Mit der Schleife hälst du ja den EDT an, dann kannst du dir den Swingworker sparen, nee nee so wird das nix, am besten wirklich nochmal den Artikel über Threads lesen... wie von Ebenius schon geschrieben, die Schleife muss weg!

Gruß

DarkLoG


----------



## Illuvatar (3. Mrz 2009)

Falls du Java 6 verwendest, kannst du dir auch mal das hier anschauen:
New Splash-Screen Functionality in Java SE 6


----------



## thE_29 (3. Mrz 2009)

Ansonsten guck mal in die FAQ


----------



## Ebenius (3. Mrz 2009)

Illuvatar hat gesagt.:


> Falls du Java 6 verwendest, kannst du dir auch mal das hier anschauen:
> New Splash-Screen Functionality in Java SE 6


Eigentlich handelt es sich hier nicht um einen Splash Screen, sondern viel mehr um einen Progress Dialog (oder so ähnlich).

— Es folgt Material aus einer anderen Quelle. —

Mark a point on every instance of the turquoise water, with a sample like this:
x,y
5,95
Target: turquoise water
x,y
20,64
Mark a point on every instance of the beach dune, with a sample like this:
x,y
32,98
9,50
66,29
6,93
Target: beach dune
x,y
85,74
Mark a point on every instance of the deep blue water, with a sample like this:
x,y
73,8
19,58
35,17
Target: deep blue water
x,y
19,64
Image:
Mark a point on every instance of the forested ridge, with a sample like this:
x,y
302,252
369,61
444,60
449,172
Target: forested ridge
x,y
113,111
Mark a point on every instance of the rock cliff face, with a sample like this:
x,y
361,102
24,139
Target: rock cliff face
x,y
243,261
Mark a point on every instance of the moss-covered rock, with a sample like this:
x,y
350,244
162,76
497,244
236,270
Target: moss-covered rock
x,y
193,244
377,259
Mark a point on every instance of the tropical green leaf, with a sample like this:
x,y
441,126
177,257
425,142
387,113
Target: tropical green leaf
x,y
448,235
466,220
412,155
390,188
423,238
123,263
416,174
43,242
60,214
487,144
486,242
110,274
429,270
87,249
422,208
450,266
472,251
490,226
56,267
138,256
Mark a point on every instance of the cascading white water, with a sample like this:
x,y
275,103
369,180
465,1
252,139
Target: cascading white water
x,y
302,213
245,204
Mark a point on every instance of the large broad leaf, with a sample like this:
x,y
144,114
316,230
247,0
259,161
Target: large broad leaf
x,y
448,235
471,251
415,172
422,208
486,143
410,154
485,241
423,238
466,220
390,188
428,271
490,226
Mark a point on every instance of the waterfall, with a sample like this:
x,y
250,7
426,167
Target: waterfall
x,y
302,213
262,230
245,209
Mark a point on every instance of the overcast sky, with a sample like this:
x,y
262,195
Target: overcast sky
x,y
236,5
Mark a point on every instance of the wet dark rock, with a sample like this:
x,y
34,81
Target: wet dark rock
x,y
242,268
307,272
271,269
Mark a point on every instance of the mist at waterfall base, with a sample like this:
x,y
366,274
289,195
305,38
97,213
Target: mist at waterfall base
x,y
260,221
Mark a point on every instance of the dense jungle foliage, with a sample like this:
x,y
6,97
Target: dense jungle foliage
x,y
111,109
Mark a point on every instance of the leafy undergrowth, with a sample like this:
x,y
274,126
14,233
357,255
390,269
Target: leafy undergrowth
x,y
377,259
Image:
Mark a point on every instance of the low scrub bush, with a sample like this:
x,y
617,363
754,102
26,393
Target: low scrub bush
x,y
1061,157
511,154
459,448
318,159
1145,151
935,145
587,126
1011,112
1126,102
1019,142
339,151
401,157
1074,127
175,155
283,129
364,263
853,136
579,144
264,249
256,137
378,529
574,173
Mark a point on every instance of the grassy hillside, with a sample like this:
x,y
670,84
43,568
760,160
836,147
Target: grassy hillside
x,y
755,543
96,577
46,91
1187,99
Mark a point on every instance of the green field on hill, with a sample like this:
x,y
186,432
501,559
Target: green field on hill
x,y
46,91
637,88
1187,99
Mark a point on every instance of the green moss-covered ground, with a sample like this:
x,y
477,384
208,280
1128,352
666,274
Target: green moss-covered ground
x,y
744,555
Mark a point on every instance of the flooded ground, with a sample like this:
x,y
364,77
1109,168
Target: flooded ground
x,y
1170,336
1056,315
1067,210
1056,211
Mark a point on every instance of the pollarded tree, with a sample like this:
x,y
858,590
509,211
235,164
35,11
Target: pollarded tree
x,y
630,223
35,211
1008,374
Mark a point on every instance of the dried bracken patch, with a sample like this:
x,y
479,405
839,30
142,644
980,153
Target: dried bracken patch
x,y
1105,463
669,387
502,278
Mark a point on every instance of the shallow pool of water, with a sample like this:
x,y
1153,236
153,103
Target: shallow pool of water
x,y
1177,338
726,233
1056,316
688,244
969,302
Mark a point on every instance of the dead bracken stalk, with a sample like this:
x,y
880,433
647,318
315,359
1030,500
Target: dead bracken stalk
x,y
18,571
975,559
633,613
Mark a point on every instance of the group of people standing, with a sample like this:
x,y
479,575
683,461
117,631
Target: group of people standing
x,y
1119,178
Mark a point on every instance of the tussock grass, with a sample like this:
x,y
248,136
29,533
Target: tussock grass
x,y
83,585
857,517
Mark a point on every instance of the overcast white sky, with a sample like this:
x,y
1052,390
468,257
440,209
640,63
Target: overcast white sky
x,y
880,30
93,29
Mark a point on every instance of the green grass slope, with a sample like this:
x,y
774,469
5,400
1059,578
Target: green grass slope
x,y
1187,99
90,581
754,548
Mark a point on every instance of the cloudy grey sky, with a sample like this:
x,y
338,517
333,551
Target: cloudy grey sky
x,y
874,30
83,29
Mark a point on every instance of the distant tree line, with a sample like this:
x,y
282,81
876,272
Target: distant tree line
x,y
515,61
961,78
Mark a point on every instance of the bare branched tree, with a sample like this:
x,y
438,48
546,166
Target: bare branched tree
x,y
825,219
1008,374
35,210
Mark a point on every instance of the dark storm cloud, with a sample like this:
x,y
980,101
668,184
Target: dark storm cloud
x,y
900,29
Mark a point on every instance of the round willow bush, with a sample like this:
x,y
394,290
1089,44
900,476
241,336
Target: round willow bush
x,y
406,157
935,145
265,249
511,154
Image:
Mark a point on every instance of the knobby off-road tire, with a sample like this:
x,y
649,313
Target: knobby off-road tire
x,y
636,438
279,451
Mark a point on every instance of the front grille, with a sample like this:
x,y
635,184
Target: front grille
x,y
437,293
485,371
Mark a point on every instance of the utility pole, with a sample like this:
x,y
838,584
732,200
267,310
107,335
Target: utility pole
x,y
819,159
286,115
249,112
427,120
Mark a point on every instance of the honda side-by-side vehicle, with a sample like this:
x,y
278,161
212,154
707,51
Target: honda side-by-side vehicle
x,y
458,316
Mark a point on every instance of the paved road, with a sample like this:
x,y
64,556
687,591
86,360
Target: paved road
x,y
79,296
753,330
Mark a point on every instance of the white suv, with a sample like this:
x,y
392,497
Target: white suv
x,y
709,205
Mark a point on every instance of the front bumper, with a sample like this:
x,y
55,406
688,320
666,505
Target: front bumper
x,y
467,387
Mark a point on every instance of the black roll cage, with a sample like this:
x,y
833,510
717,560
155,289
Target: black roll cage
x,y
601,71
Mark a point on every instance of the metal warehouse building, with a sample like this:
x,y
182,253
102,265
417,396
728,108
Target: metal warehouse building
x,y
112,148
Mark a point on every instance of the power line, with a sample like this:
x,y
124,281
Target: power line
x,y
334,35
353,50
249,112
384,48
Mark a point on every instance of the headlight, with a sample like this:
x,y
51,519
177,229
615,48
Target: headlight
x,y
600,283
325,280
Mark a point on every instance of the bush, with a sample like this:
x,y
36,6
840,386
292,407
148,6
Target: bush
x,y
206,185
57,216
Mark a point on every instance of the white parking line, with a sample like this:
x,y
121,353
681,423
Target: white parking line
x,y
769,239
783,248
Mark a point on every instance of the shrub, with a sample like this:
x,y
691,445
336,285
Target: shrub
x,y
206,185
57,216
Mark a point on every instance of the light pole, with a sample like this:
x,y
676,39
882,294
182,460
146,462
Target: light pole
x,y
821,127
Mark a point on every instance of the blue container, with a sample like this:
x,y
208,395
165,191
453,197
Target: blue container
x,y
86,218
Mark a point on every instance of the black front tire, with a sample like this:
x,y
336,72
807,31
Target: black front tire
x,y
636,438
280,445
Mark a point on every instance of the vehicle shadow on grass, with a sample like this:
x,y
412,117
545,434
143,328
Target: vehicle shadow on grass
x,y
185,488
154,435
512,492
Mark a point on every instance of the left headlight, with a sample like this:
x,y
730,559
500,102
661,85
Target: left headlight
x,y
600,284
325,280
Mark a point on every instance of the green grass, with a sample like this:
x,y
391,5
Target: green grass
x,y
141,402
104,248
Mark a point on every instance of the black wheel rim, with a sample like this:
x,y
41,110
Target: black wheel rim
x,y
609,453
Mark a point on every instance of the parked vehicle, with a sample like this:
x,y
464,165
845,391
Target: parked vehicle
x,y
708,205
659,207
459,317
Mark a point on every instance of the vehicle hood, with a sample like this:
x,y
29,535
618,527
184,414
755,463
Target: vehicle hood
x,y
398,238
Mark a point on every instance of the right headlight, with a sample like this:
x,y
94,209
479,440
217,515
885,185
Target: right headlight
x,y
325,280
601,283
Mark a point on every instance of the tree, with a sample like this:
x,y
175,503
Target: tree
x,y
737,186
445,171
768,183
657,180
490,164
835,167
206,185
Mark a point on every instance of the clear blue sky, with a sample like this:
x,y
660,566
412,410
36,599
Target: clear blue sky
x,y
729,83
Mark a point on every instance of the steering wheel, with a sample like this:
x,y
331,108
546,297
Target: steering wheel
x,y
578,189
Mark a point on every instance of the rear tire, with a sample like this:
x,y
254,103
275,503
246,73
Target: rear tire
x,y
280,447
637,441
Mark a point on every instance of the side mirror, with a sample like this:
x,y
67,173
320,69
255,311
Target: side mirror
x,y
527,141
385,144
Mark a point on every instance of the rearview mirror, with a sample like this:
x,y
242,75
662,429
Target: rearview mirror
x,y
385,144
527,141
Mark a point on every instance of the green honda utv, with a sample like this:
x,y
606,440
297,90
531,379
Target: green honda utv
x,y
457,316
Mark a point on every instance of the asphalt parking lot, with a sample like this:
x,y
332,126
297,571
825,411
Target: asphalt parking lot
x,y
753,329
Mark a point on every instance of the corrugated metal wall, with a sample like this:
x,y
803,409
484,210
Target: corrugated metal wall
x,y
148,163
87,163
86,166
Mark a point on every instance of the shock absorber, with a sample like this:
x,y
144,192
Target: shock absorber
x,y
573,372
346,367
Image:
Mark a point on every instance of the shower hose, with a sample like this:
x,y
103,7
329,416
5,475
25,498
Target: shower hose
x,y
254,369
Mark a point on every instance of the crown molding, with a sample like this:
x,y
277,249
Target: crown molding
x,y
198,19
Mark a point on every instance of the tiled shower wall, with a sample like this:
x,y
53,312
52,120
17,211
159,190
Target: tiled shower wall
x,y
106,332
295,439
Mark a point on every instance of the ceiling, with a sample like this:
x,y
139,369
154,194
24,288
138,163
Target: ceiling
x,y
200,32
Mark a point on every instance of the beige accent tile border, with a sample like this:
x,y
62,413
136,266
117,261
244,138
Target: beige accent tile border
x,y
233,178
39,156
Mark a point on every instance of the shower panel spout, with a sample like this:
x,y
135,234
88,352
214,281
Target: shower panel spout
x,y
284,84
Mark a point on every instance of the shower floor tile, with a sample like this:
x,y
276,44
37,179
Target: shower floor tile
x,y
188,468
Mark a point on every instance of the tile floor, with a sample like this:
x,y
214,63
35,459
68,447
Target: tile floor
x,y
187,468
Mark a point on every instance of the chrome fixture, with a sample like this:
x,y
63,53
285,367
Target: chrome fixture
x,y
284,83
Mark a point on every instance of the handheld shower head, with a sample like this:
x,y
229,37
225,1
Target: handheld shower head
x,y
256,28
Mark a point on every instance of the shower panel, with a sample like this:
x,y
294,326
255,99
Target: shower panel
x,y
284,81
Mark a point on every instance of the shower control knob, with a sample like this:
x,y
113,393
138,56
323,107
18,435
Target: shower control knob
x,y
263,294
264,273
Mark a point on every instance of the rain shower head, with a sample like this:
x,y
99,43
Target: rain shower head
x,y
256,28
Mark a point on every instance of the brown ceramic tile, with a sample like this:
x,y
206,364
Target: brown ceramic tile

Hilft vielleicht der ProgressMonitor dafür? Siehe: Sun Java Tutorial » How to Use Progress Bars (ab der Mitte der Seite).

Ebenius


----------



## thE_29 (3. Mrz 2009)

Naja, sicher ist das ein SplashScreen!
Die Frage ist halt was der Unterschied ist zwischen einem Progressbar/monitor und SplashScreen


----------



## Ebenius (3. Mrz 2009)

thE_29 hat gesagt.:


> Naja, sicher ist das ein SplashScreen!


Zumindest die deutsche Wikipedia widerspricht Dir.

Ebenius


----------



## DarkLoG (3. Mrz 2009)

thE_29 hat gesagt.:


> Naja, sicher ist das ein SplashScreen!
> Die Frage ist halt was der Unterschied ist zwischen einem Progressbar/monitor und SplashScreen



Der Unterschied ist dass man bei ner Progressbar kaum auf die Java 6 Funktionalität - SplashScreen zurückgreifen kann oder?

Gruß

DarkLoG


----------



## Ebenius (3. Mrz 2009)

Das wird ja immer verwirrender. Nochmal zum Mitmeißeln: Der Themeneröffner möchte keinen Splashscreen haben. Ein SplashScreen ist ein Startbild. Dafür und für nichts anderes ist die SplashScreen-Klasse gedacht. Das sagt doch die API-Doc ganz deutlich.

Ebenius


----------



## Illuvatar (3. Mrz 2009)

Kann man schon (siehe Beispielcode in dem oben verlinkten Artikel)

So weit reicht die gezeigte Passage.